CHARLESTON, W.Va. -- Jared Brotsky was shocked by the scene: houses destroyed on every street, piles of debris lining the streets, water damage everywhere he looked.

"It's one thing to see it on the news, but to see it in person is another thing," he said.

Brotsky, a senior airman in the West Virginia National Guard, was sent to New York City last week with seven other National Guard members from West Virginia. Brotsky is from Teays Valley.

The small team has been working in Brooklyn and Queens, helping residents recover from Hurricane Sandy.

They were summoned by a request from New York on Saturday. Within five hours, the seven guard members had flown out of Charleston with two Humvees and were "boots on ground" in New York.

"This is what I joined the Guard for, to help my state but also the whole country," Brotsky said.

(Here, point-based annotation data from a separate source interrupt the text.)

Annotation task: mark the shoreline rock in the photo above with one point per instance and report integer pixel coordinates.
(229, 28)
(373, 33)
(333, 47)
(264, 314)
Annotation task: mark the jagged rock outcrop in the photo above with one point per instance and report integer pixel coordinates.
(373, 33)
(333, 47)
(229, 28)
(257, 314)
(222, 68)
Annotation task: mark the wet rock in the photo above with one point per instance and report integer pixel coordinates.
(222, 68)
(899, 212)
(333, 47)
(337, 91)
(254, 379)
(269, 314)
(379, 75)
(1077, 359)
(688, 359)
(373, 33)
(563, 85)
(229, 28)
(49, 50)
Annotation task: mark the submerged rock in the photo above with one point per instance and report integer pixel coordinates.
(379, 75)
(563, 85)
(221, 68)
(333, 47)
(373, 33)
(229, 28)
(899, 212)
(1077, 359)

Brotsky, 21, has been a member of the West Virginia National Guard for about three years. This is the first time he has been sent out of state.  

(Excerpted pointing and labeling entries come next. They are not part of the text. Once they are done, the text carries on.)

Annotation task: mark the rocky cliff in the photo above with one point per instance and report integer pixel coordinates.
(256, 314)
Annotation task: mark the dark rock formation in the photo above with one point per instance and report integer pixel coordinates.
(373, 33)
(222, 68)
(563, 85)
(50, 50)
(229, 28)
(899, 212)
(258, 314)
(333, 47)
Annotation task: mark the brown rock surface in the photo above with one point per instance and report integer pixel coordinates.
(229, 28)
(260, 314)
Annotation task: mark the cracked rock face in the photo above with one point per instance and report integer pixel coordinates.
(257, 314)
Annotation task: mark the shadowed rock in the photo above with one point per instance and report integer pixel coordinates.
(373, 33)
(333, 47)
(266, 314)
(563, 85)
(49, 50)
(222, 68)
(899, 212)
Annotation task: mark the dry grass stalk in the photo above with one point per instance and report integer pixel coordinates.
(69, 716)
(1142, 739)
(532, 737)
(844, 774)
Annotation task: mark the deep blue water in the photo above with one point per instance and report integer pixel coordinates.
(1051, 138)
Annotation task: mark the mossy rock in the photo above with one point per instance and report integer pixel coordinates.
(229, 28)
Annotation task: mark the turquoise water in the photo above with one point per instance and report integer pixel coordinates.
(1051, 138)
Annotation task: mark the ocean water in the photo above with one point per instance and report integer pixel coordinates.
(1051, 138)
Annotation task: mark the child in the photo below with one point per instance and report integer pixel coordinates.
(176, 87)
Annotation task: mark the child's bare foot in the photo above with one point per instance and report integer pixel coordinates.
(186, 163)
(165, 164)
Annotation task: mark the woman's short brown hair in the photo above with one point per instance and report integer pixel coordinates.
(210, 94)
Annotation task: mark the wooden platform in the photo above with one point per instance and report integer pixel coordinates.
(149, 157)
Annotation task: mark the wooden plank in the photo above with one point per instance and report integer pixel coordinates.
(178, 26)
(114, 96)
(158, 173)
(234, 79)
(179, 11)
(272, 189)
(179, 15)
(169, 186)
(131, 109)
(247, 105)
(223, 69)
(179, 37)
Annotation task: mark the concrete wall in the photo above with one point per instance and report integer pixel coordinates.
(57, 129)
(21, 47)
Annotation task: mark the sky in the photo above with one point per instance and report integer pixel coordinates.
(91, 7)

He and the rest of his team have been helping local crews restore power for the thousands of New Yorkers still without electricity and heat more than a week after the storm — and now in the aftermath of the snowstorm that swept through the city this week.

Far Rockaway, in Queens, was one of the hardest hit neighborhoods in the storm. The four-block area on a peninsula was overwhelmed by water from the Atlantic Ocean on one side and Jamaica Bay on the other.

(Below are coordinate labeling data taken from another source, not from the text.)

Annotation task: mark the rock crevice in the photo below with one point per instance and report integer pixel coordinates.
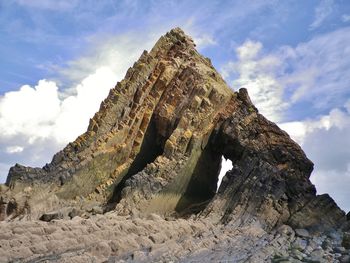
(155, 146)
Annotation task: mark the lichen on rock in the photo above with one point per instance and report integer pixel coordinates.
(155, 146)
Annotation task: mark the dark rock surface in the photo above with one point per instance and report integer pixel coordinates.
(155, 147)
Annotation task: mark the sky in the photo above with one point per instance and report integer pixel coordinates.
(59, 58)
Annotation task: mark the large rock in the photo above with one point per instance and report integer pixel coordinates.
(155, 146)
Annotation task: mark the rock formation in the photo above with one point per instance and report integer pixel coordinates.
(155, 146)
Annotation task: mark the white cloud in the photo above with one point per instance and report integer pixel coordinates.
(117, 53)
(322, 12)
(345, 18)
(312, 77)
(326, 142)
(204, 40)
(316, 72)
(14, 149)
(258, 73)
(36, 122)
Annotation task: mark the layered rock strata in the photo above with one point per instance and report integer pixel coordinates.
(155, 146)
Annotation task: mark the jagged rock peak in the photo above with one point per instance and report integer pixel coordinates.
(155, 146)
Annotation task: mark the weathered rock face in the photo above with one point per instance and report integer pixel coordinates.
(155, 146)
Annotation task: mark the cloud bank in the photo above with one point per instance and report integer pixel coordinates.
(290, 83)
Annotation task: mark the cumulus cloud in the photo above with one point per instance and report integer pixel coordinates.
(36, 122)
(258, 73)
(306, 90)
(326, 142)
(34, 117)
(345, 18)
(322, 12)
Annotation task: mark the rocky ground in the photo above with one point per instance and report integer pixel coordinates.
(113, 238)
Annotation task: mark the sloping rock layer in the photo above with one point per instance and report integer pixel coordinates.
(156, 144)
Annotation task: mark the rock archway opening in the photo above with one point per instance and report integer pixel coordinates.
(204, 182)
(226, 165)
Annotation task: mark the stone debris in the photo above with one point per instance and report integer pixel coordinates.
(141, 183)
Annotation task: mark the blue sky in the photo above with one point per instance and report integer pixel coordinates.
(59, 59)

The West Virginia teams have spent most of their time there, in the basements of large public housing complexes, assessing damage to boilers and electrical panels that are supposed to provide heat and water to wide swaths of the neighborhood.

Their most recent project has been on a machine that services 23 apartment buildings with 600 residents in each. (They also pumped out at least 3,000 gallons of water, which had been slowing crews' progress there all week.)

The team from West Virginia includes people with a working knowledge of power production. Brotsky is working on a related degree at Kanawha Valley Community and Technical College. Another team member works at Marshall University's physical plant. All have training or experience in such systems through the military.

"My education and my military training go hand in hand," Brotsky said. "But what we're doing here, I've really been prepared for by the military."

Master Sgt. Ryan Powers has been a member of the West Virginia National Guard for 21 years and said he has been sent out of state on missions at least four times.

"This is probably the worst devastation I've seen," he said.

But the New Yorkers they've encountered have been in basically good spirits, he said. They are bolstered by the Guard's presence in their neighborhood because it means the prospect of running water, heat and electricity — necessities they've been sorely lacking since the storm.  

"People regularly thank us for what we've been doing," Powers said. "They're very happy that we're here."